The areas under the receiver operating characteristic curve for ICH were 0.97 (0.97, 0.98) and 0.95 (0.94, 0.95) on internal and external center data, respectively. On 80% of the data stratified by calibrated classifier and Dempster-Shafer scores, the system improved the Youden indexes, increasing them from 0.84 to 0.93 (calibrated classifier) and from 0.84 to 0.92 (Dempster-Shafer) for internal centers and increasing them from 0.78 to 0.88 (calibrated classifier) and from 0.78 to 0.89 (Dempster-Shafer) for external centers ( < .001). Models estimated shorter RTAT for AI-prioritized worklists with confidence measures than for AI-prioritized worklists without confidence measures, shortening RTAT by 27% (calibrated classifier) and 27% (Dempster-Shafer) for internal centers and shortening RTAT by 25% (calibrated classifier) and 27% (Dempster-Shafer) for external centers ( < .001).

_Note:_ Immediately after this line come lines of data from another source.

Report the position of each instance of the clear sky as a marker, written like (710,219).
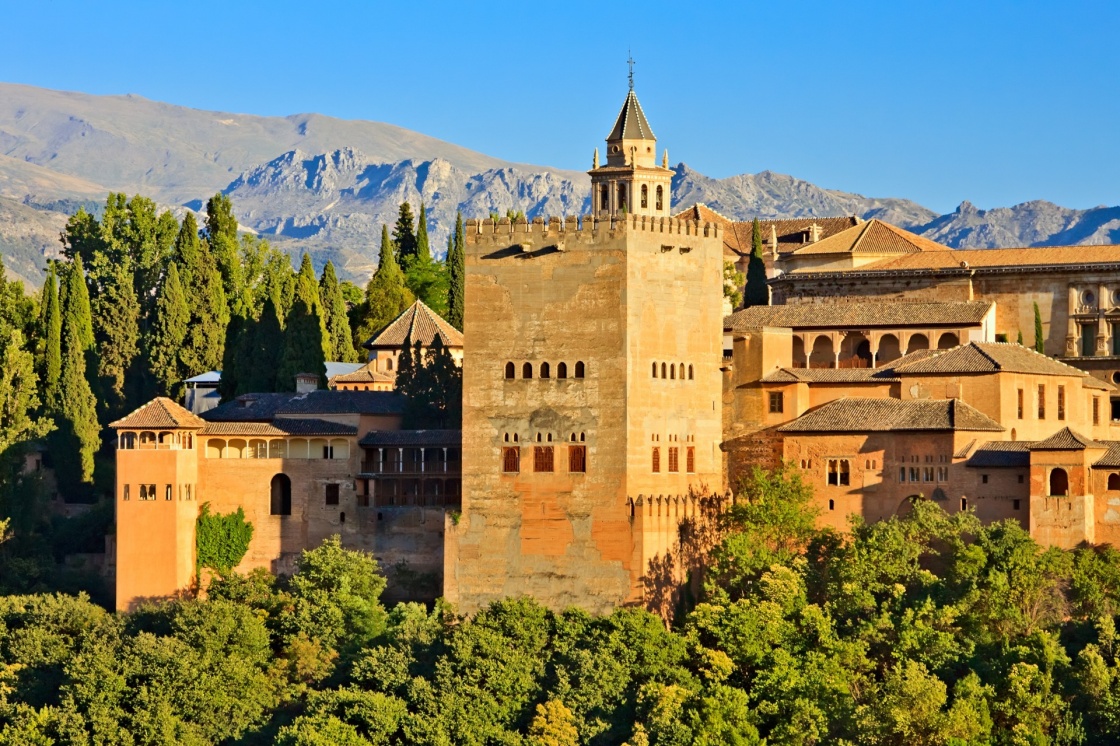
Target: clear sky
(996,102)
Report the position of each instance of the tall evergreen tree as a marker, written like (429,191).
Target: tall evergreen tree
(385,296)
(339,336)
(171,324)
(757,294)
(404,239)
(457,274)
(1039,336)
(305,344)
(77,437)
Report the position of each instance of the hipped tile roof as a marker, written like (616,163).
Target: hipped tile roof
(417,323)
(159,413)
(892,415)
(869,313)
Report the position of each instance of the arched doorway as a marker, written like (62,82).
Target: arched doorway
(280,503)
(1060,483)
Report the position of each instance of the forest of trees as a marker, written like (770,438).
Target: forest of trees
(920,631)
(138,302)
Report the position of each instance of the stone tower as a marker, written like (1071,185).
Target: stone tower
(591,394)
(631,182)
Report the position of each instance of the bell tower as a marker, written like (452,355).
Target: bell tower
(631,182)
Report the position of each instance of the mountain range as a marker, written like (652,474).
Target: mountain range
(323,185)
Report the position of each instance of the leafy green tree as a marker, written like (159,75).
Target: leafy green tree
(385,296)
(1039,336)
(757,292)
(306,344)
(173,320)
(341,338)
(457,271)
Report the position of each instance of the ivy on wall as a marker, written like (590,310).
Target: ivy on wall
(221,540)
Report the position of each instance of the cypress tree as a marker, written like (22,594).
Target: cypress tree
(305,348)
(385,296)
(757,294)
(404,238)
(457,273)
(1039,337)
(169,329)
(77,436)
(339,336)
(52,336)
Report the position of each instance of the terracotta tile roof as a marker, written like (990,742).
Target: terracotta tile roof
(1001,454)
(364,374)
(416,323)
(865,314)
(990,357)
(892,415)
(632,123)
(280,427)
(446,438)
(1066,439)
(873,238)
(159,413)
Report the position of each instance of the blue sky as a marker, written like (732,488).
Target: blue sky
(994,102)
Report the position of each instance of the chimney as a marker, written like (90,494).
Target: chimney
(307,382)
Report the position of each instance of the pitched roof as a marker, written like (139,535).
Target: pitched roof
(873,238)
(280,427)
(632,123)
(417,323)
(989,357)
(364,374)
(449,438)
(1000,454)
(854,415)
(869,313)
(159,413)
(1066,439)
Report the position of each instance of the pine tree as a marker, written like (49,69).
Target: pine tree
(339,336)
(50,370)
(305,348)
(404,238)
(170,327)
(1039,337)
(385,296)
(757,294)
(457,273)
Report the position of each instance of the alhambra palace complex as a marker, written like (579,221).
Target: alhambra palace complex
(606,392)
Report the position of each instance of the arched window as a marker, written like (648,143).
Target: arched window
(1060,483)
(281,495)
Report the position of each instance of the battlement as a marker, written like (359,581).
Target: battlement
(586,227)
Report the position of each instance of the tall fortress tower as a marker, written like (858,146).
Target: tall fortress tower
(591,389)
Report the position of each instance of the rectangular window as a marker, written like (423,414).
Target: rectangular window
(542,458)
(839,472)
(511,460)
(577,458)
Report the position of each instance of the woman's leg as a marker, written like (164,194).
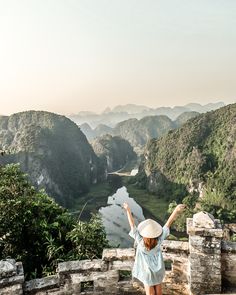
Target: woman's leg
(158,289)
(150,290)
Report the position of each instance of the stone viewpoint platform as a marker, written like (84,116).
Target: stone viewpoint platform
(206,264)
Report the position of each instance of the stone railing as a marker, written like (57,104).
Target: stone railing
(204,265)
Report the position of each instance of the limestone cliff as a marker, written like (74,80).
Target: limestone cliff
(52,150)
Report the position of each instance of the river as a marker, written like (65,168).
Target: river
(115,220)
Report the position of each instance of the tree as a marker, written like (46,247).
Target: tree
(36,230)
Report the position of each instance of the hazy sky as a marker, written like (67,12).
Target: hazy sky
(71,55)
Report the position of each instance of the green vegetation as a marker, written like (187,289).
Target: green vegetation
(37,231)
(201,151)
(153,206)
(52,151)
(114,151)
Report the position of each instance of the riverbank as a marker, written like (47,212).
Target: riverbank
(91,202)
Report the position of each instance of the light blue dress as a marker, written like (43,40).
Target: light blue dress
(149,266)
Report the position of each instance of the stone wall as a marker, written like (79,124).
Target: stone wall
(204,265)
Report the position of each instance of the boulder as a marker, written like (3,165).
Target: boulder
(203,220)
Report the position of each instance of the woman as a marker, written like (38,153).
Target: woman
(149,266)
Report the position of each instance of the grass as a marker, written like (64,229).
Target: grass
(92,201)
(153,206)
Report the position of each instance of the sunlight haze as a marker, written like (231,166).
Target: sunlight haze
(68,56)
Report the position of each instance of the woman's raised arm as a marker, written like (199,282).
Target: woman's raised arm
(129,215)
(179,209)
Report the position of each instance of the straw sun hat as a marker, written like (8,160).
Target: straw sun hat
(149,228)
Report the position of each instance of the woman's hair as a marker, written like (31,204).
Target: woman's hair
(150,243)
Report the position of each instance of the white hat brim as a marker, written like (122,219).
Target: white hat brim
(150,229)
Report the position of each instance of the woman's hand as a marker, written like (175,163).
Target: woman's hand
(126,206)
(180,208)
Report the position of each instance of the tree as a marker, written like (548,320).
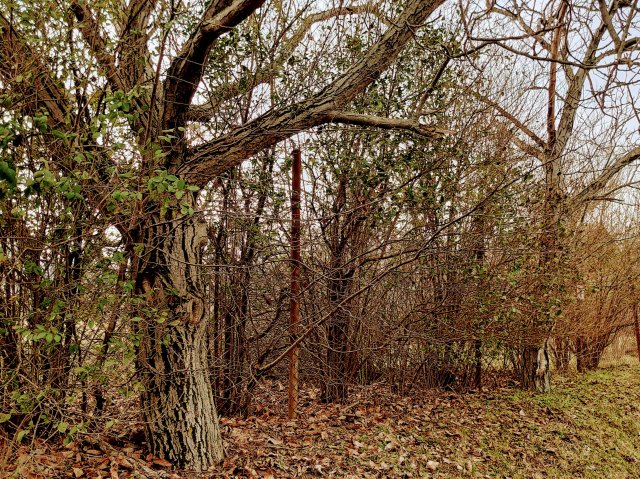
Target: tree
(582,74)
(122,110)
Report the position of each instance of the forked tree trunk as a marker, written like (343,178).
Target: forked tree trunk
(177,403)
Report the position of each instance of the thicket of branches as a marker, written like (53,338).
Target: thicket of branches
(468,202)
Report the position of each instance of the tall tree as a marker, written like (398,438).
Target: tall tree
(124,107)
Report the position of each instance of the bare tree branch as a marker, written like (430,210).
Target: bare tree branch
(201,113)
(206,161)
(187,68)
(597,185)
(385,123)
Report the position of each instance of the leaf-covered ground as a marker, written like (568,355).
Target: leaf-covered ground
(589,426)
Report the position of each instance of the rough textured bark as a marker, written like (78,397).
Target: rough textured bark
(177,403)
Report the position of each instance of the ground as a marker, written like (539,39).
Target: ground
(589,426)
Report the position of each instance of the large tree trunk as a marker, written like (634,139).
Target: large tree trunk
(535,368)
(177,403)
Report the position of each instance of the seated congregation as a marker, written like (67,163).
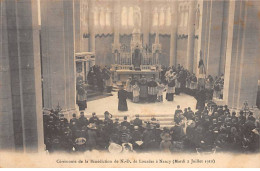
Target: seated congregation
(213,129)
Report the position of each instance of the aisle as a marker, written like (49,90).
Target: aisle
(111,103)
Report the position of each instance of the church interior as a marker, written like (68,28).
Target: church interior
(49,48)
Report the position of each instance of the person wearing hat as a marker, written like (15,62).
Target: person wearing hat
(152,90)
(73,125)
(166,143)
(160,89)
(170,90)
(137,121)
(108,79)
(136,138)
(81,139)
(241,118)
(107,119)
(94,119)
(82,121)
(122,96)
(92,136)
(149,137)
(143,89)
(81,97)
(63,121)
(125,123)
(136,92)
(129,88)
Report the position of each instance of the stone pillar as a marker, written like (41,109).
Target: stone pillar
(23,76)
(81,25)
(242,55)
(214,37)
(191,34)
(77,24)
(92,33)
(224,38)
(146,22)
(116,19)
(58,54)
(174,32)
(6,116)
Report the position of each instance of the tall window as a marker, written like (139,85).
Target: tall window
(124,16)
(108,18)
(102,17)
(155,17)
(162,17)
(127,16)
(183,15)
(131,16)
(168,17)
(96,17)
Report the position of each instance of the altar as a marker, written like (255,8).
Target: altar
(137,60)
(123,75)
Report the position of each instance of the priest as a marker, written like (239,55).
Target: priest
(122,96)
(143,89)
(152,90)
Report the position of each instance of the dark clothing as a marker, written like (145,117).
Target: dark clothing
(122,104)
(137,122)
(94,120)
(126,124)
(82,121)
(201,99)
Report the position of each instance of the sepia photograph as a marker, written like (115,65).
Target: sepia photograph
(129,83)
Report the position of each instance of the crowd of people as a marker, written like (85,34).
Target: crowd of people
(173,80)
(215,128)
(211,128)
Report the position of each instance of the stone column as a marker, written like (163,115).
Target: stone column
(6,116)
(22,76)
(191,34)
(116,28)
(174,32)
(242,55)
(146,22)
(58,54)
(92,33)
(77,24)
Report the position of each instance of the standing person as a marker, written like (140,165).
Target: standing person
(100,81)
(160,89)
(91,137)
(122,96)
(143,89)
(129,88)
(152,90)
(170,89)
(94,119)
(82,121)
(81,98)
(137,121)
(125,123)
(193,84)
(108,79)
(136,92)
(201,99)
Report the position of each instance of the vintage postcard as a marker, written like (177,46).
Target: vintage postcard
(129,83)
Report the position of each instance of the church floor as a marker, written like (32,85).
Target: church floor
(110,104)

AI that provided statistical confidence measures for ICH detection on NCCT scans reliably detected and subtyped hemorrhages, identified high-confidence predictions, and improved worklist prioritization in simulation. CT, Head/Neck, Hemorrhage, Convolutional Neural Network (CNN) . © RSNA, 2022.

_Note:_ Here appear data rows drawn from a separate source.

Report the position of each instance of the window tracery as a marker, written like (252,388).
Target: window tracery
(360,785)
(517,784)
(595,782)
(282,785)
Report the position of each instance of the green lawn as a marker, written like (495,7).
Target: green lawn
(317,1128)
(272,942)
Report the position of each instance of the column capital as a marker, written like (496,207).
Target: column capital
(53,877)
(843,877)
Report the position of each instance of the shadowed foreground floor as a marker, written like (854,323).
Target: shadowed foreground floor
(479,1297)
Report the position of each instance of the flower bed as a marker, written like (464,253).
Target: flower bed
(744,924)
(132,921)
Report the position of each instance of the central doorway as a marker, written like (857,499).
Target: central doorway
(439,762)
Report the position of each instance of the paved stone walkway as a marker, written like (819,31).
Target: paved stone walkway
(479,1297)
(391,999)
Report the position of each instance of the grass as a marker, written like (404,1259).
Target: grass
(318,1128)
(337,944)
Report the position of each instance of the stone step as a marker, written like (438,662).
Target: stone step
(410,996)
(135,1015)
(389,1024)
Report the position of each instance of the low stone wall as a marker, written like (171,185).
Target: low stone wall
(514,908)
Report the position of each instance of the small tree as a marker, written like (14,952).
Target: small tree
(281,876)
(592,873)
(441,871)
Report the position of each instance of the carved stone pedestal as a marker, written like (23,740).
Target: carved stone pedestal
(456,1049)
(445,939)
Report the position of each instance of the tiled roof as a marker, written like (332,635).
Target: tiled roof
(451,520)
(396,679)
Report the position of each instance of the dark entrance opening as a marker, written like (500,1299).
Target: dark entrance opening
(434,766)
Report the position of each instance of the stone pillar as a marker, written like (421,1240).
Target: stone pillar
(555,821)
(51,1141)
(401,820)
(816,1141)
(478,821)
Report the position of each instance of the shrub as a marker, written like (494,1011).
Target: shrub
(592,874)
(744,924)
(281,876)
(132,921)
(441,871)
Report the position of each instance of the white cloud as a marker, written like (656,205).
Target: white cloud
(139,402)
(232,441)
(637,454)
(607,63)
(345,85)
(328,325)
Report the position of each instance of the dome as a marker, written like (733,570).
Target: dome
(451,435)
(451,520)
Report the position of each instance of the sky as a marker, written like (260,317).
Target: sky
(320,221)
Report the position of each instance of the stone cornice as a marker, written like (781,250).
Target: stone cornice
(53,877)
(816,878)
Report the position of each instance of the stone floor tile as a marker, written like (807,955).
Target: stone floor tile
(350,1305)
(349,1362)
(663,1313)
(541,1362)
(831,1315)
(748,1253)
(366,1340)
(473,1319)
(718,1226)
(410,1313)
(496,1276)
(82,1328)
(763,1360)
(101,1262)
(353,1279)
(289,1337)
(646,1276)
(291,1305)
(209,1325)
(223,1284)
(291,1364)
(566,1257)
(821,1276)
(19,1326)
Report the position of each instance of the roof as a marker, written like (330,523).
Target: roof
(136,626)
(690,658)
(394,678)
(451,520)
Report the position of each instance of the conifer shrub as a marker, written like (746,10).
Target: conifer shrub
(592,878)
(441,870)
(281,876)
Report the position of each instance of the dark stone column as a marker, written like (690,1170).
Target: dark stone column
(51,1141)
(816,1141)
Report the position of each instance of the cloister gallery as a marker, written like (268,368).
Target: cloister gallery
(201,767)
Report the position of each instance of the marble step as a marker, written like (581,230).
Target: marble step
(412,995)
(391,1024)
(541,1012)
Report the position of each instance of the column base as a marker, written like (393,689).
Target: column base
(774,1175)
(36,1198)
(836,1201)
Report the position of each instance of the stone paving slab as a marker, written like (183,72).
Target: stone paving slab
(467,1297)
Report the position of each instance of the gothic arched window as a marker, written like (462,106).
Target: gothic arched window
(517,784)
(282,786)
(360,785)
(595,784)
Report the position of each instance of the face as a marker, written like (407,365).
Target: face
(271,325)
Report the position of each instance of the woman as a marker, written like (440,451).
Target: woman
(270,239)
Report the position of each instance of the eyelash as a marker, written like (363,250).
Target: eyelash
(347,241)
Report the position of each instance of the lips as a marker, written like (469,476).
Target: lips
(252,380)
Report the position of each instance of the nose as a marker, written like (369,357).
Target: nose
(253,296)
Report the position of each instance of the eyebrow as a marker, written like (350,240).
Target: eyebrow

介绍一种能在非增强CT(NCCT)头部扫描中自动检测、区分亚型并定位急性或亚急性颅内出血(ICH)的方法;生成检测置信度分数以识别准确性更高的高置信度数据子集;并改善放射学工作列表的优先级排序。此类分数可使临床医生更好地使用人工智能(AI)工具。
这项回顾性研究纳入了来自7个“内部”研发中心(用于训练、架构选择、超参数调整和操作点校准;n = 25946)和评估(n = 2947)以及3个“外部”校准(n = 400)和评估(n = 16764)中心的46057项研究。内部中心提供研发数据,而外部中心不提供。深度神经网络预测每例病例中ICH的存在情况、亚型(脑实质内、脑室内、蛛网膜下腔、硬膜下和/或硬膜外出血)以及分割情况。讨论了两种ICH置信度分数:校准分类器熵分数和Dempster-Shafer分数。通过在评估集以及使用自抽样法在置信度分数定义的子集上进行受试者操作特征曲线分析和报告周转时间(RTAT)建模来完成评估。

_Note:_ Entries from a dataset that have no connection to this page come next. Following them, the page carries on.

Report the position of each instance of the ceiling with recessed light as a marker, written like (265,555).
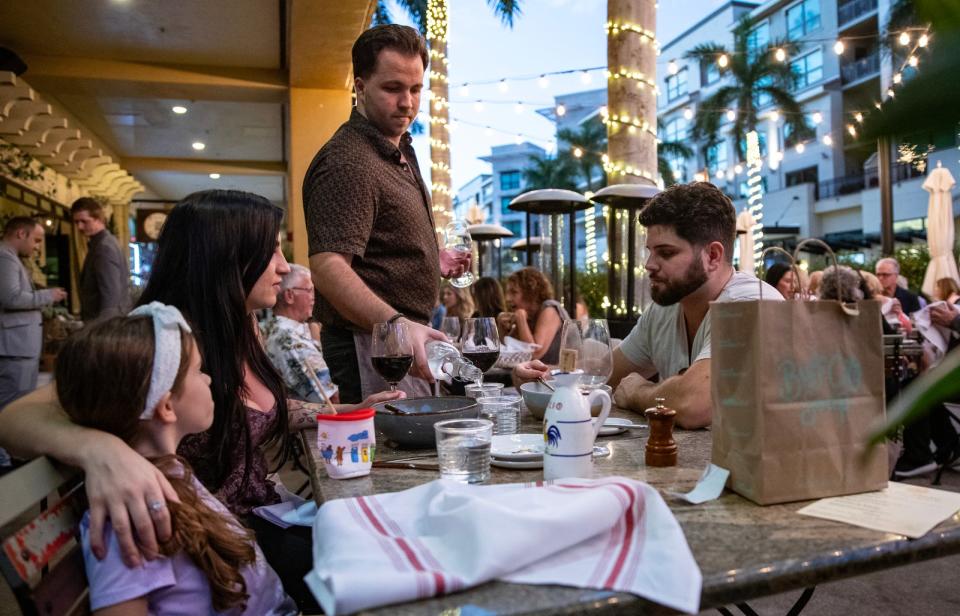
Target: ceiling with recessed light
(122,67)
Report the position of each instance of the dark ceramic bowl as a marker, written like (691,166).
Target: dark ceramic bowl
(413,427)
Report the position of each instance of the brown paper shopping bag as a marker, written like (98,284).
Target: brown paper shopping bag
(796,387)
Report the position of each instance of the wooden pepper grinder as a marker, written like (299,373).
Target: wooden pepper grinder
(661,448)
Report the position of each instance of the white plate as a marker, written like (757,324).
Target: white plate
(614,425)
(515,447)
(517,464)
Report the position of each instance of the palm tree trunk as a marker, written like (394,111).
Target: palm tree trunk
(631,139)
(437,27)
(634,150)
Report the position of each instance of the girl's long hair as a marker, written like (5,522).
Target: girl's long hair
(121,349)
(212,249)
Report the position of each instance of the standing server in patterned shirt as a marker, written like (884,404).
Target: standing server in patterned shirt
(373,251)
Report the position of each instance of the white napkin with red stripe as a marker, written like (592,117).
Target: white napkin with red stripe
(612,533)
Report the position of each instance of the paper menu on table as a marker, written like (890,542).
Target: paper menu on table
(901,508)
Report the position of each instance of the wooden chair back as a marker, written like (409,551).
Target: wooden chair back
(40,555)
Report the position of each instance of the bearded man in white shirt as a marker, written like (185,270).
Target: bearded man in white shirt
(690,235)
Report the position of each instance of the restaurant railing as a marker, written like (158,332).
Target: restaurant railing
(855,182)
(850,10)
(864,67)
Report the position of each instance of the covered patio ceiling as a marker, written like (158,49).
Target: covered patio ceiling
(122,66)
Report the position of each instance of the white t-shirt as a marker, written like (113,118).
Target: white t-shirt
(658,342)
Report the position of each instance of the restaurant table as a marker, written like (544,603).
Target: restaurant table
(744,550)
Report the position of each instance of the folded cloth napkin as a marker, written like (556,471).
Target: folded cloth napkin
(937,335)
(441,537)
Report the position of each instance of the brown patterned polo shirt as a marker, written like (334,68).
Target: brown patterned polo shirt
(359,199)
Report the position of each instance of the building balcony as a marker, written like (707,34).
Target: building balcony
(864,180)
(861,69)
(852,10)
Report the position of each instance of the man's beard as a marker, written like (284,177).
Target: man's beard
(673,291)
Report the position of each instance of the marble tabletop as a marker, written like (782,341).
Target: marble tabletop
(743,550)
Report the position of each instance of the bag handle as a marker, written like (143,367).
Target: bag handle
(793,266)
(851,307)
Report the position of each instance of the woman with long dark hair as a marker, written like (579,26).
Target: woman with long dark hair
(218,261)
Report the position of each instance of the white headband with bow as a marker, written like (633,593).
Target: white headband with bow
(167,325)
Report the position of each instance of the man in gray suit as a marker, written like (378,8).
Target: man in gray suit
(104,291)
(21,334)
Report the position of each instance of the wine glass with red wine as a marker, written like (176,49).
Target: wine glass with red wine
(391,353)
(481,342)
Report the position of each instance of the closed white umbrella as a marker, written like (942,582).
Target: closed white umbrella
(745,223)
(939,229)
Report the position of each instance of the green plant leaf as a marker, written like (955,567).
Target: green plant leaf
(937,385)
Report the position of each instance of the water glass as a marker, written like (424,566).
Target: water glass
(463,448)
(503,411)
(483,390)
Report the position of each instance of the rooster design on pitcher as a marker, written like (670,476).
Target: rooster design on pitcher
(552,436)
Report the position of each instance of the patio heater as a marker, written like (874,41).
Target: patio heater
(625,298)
(488,238)
(550,204)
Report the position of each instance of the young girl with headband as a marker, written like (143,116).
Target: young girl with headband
(159,395)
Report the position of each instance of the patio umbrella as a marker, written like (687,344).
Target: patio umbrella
(939,229)
(745,223)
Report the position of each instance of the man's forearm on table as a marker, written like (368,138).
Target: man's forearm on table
(692,404)
(342,287)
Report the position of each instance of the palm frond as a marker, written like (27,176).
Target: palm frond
(506,10)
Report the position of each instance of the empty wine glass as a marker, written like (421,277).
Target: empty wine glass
(590,340)
(456,237)
(391,352)
(480,342)
(451,329)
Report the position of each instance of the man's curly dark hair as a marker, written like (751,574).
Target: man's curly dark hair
(699,213)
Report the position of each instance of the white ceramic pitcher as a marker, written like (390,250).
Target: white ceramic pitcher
(568,430)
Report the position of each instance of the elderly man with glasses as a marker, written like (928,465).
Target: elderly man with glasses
(291,348)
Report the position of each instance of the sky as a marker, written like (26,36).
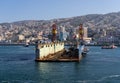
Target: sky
(17,10)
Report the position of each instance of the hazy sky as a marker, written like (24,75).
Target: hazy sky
(17,10)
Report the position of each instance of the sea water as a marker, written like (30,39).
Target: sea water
(17,65)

在内部和外部中心数据上,ICH的受试者操作特征曲线下面积分别为0.97(0.97,0.98)和0.95(0.94,0.95)。在校准分类器和Dempster-Shafer分数分层的80%的数据中,该系统提高了约登指数,内部中心从0.84提高到0.93(校准分类器)和从0.84提高到0.92(Dempster-Shafer),外部中心从0.78提高到0.88(校准分类器)和从0.78提高到0.89(Dempster-Shafer)(P <.001)。模型估计,对于有置信度测量的AI优先排序工作列表,其RTAT比没有置信度测量的AI优先排序工作列表更短,内部中心RTAT缩短了27%(校准分类器)和27%(Dempster-Shafer),外部中心RTAT缩短了25%(校准分类器)和27%(Dempster-Shafer)(P <.001)。
在NCCT扫描上为ICH检测提供统计置信度测量的AI能够可靠地检测出血液并区分亚型,识别高置信度预测,并在模拟中改善工作列表的优先级排序。CT,头/颈部,出血,卷积神经网络(CNN)。©RSNA,2022年。